Final Project
As a long time resident of the Bronx I’ve known that the Bronx was considered a dangerous place for a long time and for that reason I wanted to explore whether or not the Bronx should still be considered one of the top dangerous boroughs of New York City. For this project I used 4 datasets from the official NYC OpenData website and applied data science techniques through the Python programming language and extracted the information and knowledge that accurately showcases the patterns of criminal activity in New York City. The Python tools that I used to explore the datasets were Pandas, Numpy, Matplotlib, and Sklearn.
The first dataset that I explored was the NYPD Complaints Historic dataset. This dataset contained all valid felony, misdemeanor, and violation crimes reported to the New York City Police Department from 2006 up to 2020 and has been last updated in 2021. The dataset consisted of several columns like both the x and y coordinates of the complaint, the description of the complaint, the exact date occurrence of the complaint, the borough where the complaint took place, and many more. For my project I only used the columns containing the date of occurrence and the boroughs where the complaints took place. With the help of the Python programming language, I extracted both the yearly and monthly complaints reported to NYPD between 2006-2020 and created plots that showcases both the yearly and monthly patterns of complaints in all boroughs of New York City.
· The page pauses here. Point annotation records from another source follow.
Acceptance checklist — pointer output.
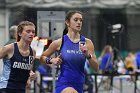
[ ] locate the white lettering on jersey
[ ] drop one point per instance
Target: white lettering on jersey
(22, 65)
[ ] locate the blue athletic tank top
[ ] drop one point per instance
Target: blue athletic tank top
(16, 70)
(73, 61)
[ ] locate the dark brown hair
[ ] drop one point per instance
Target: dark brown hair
(21, 27)
(68, 17)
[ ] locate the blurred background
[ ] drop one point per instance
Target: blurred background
(106, 22)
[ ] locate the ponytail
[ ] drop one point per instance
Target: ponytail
(65, 31)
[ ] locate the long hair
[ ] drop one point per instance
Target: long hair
(68, 17)
(21, 27)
The second dataset that I used to explore the criminal activity patterns of New York City is the NYPD Calls for Service Historic dataset. This dataset contains the millions of calls made to the New York Police Department between 2018-2020. Just like the NYPD complaints dataset, this dataset also contained the location coordinates of each service call, the dates, the boroughs, and much more. For this dataset I also only used the dates and recorded borough of each service call to compute and extract the yearly and monthly service calls between 2018-2020 for all 5 boroughs of New York City.
The third dataset that I used to explore criminal activity in New York City is the NYPD Arrests Historic dataset. This dataset contains all the recorded NYPD arrests made between 2006 up to 2020 and was last updated in 2021. I used both the dates of the arrests and the borough each arrest took place to calculate the yearly and monthly arrests in each borough between 2006-2020.
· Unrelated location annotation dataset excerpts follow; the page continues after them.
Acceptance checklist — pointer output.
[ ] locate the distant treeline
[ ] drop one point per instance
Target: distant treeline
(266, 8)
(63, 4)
The final dataset that I used is the NYPD Shooting Incident historic dataset. This dataset contains all the recorded shooting incidents in New York City between 2006-2020. This dataset only contains shooting incidents that have taken place in the borough of New York City, The other types of information that the dataset provides is the location of the incident, a description of the perpetrator, the arrest id number, the date of occurence, the borough, and much more. Just like the previous datasets, I took both the dates of occurrence and the boroughs where each incident took place and calculated the yearly and monthly shooting incidents for each borough between 2006-2020.
I downloaded the csv files for all 4 datasets directly from the NYC OpenData website without filtering out any rows or columns. After downloading the datasets I then converted them to pandas dataframes and filtered the datasets and prepared them for analysis and plotting. The filtering and processing steps consisted of renaming the columns in each dataset that contained the dates of occurrence and the borough each event took place in, converting dates to datetime objects for easy processing, dropping rows that contained no dates or no recorded borough, and filtering out the few columns that I needed of each dataset. After filtering and processing the datasets I then computed the yearly and monthly counts with the use of the functions get_dummies(). groupby() and the sum() function. Before using the groupby() function I first added columns to each dataset that contained the year and month occurrences for each row so that I can group the datasets by year and by both year and month. Finally I used sklearn linear regression model and train_test_split to compute the future yearly predictions up to the year 2025 for each dataset except for the NYPD Calls for Service dataset.
The datasets showed that the Bronx is still one of the dangerous boroughs out of the 5 but it is not the “most” dangerous one. The most dangerous borough out of the 5 boroughs of New York City is Brooklyn. Brooklyn has much higher yearly and monthly counts than the other 4 boroughs in each dataset. When exploring the yearly counts for each dataset, the Bronx is either the second or third borough with the highest counts, but there has been a few times in the monthly counts where the Bronx passed Brooklyn in counts. For example, in the shooting incidents dataset, the Bronx has had a higher count of shooting incidents than Brooklyn many times between 2012 and 2018. Overall, each dataset and the future predictions of each dataset shows that criminal activity has been slowly decreasing and the Bronx borough is following the same decreasing patterns. In the end, I learned that the Bronx borough is not the top dangerous borough of New York City and that Staten Island is the safest borough of New York City.